Germany's clean spark spread has turned negative, meaning gas plants earn less from selling electricity than they spend on fuel and carbon permits. Without a revenue floor, operators face closure decisions that could leave the grid without firm backup capacity when wind and solar are low.Source: Event: German clean spark spread holds negative
When will Germany's gas-plant capacity auctions start?
The first StromVKG auctions are scheduled to open on 8 September 2026, following cabinet approval of the law on 8 June 2026.Source: Event: Berlin cabinet clears gas-plant subsidy law
Does StromVKG require EU state-aid clearance?
Yes. Any national capacity mechanism requires European Commission notification under EU state-aid rules. The German design restricts eligibility to plants that can ramp within 15 minutes, which narrows the subsidy scope and is intended to support clearance, but formal approval is still pending.Source: EU state-aid framework for capacity mechanisms

Background

The Stromversorgungskostensenkungsgesetz (StromVKG) is Germany's statutory framework for capacity payments to gas-fired power plants. The law creates a revenue floor for operators willing to keep dispatchable generation available, compensating them for being on standby even when wholesale prices make running uneconomical. The mechanism is designed to prevent stranded-asset closures of the gas fleet before sufficient firm-capacity alternatives are in place.

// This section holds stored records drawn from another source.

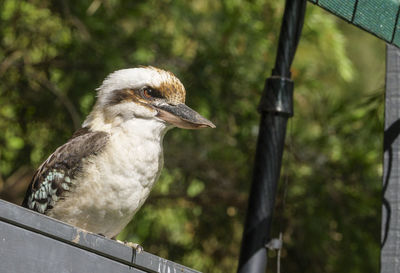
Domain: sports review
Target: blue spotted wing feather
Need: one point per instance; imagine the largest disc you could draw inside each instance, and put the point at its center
(55, 177)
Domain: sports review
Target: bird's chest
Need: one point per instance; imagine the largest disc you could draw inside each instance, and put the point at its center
(128, 169)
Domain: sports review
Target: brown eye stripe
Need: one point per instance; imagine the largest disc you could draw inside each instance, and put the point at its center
(120, 95)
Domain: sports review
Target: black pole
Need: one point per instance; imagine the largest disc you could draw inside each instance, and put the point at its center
(390, 241)
(276, 107)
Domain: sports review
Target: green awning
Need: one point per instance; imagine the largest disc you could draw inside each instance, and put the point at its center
(379, 17)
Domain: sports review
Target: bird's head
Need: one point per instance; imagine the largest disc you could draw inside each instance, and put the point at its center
(147, 93)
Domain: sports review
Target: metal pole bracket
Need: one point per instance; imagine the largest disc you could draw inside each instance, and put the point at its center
(277, 96)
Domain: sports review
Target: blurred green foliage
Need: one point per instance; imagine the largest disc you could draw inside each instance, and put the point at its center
(53, 54)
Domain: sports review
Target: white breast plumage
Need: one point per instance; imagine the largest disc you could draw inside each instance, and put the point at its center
(116, 182)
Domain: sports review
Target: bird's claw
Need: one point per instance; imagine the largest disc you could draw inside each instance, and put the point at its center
(138, 248)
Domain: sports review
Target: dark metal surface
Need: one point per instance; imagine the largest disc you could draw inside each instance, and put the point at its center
(390, 252)
(42, 244)
(276, 108)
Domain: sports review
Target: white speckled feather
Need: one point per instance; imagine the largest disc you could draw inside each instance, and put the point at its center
(116, 183)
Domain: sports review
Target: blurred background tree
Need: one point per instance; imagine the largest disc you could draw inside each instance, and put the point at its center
(53, 54)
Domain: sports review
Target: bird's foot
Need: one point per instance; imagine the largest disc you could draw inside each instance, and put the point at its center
(138, 248)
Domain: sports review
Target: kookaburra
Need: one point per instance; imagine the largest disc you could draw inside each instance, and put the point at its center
(101, 177)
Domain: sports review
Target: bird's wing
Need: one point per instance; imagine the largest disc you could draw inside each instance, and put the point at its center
(55, 176)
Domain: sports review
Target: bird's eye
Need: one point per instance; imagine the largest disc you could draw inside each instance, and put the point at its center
(150, 93)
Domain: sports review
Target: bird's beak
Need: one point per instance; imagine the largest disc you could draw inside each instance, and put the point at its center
(182, 116)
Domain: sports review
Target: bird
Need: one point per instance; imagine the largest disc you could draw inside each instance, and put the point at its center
(103, 174)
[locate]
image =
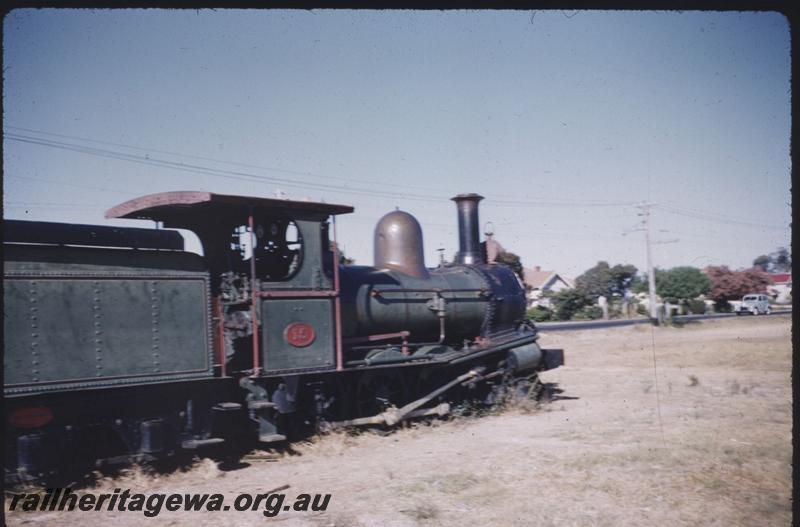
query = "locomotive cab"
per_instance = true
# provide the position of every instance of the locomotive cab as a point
(270, 260)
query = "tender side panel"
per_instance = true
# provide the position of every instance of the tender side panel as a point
(68, 327)
(71, 330)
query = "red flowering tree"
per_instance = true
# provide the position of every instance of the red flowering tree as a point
(727, 285)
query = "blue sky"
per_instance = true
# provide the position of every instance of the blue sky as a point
(563, 120)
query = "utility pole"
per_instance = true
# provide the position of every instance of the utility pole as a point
(651, 275)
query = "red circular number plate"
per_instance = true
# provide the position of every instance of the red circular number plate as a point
(299, 334)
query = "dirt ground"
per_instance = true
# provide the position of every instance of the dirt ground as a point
(706, 441)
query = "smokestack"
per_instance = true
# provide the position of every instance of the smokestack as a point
(469, 248)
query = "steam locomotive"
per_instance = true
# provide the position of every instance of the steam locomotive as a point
(120, 345)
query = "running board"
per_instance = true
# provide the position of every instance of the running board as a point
(193, 444)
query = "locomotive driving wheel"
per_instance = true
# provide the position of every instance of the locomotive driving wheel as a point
(378, 390)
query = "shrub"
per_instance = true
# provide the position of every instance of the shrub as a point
(589, 313)
(696, 307)
(540, 314)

The German cabinet approved StromVKG on 8 June 2026, targeting 11 GW of gas-fired capacity across the first auction round, with auctions scheduled to open on 8 September 2026 . The law arrives as Germany phases out its last nuclear stations and Russian pipeline gas, leaving the grid dependent on flexible gas-fired generation to balance wind and solar intermittency. Capacity payments were contested in Brussels on state-aid grounds for years; the approved design narrows eligibility to units that can ramp within 15 minutes, limiting subsidy costs while preserving system flexibility.

For European power markets, StromVKG matters because German clean spark spreads have been negative for weeks, threatening the commercial viability of open-cycle gas turbines . If the capacity market succeeds in keeping plant open, it reduces the risk of a winter supply crunch; if auctions clear well below cost-recovery levels, closures will continue regardless of the new framework.